High oil prices weighed on investor sentiment across financial markets today as the price of crude lifted to a record high above $47 a barrel.
European shares slipped and demand for government bonds rose as pricey oil kept up concerns on those markets about the sustainability of world economic and corporate-profit growth. The dollar firmed slightly.
Wall Street looked set to open lower.
"If oil keeps going to $50 (a barrel) you are definitely going to have a problem with the market," said Mr Barry Ritholtz, chief market strategist at the Maxim Group.
Sentiment was also likely to be hurt by Google, which cut the price range on its IPO to $85-$95 per share from $108-$135 previously.
US light crude rose to $47.04, a new high in the 21-year history of the New York Mercantile Exchange contract. London Brent was up 6 cents at $43.05 a barrel.
Investors have become increasingly worried about the impact of oil prices as US oil has set all-time highs in all but one of the previous 13 trading sessions. It is nearly $10 a barrel or 26 per cent dearer than at the end of June.

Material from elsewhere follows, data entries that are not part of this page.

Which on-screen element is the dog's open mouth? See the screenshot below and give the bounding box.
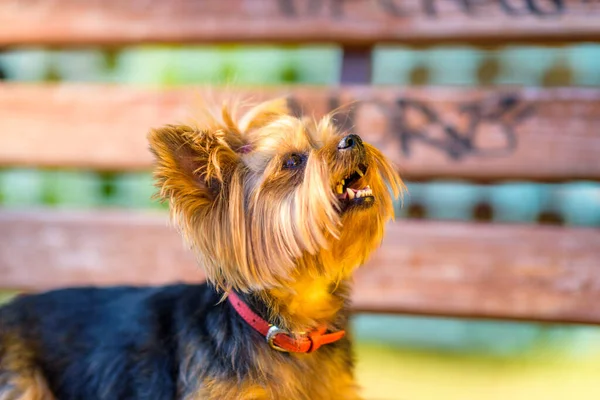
[335,165,375,210]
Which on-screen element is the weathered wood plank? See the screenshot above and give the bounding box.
[0,211,600,323]
[0,0,600,45]
[0,84,600,180]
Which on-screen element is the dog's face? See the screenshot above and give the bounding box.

European shares were weakened today by both the oil price and lower-than-expected profits from foods group Nestle.
The FTSE Eurotop 300 index of pan-European blue chips fell 0.46 per cent and the narrower DJ Euro Stoxx 50 index lost 0.38 per cent.
The dollar hovered near multi-week lows as investors questioned whether the US central bank would raise interest rates next month in the light of weak economic data.
It slipped to a four-week low against the euro in New York trade and hit a three-week low against the yen in Asia. But trading ranges were small and the greenback recovered to stand up 0.13 per cent at 109.99 yen. The euro was down 0.23 per cent at $1.2323.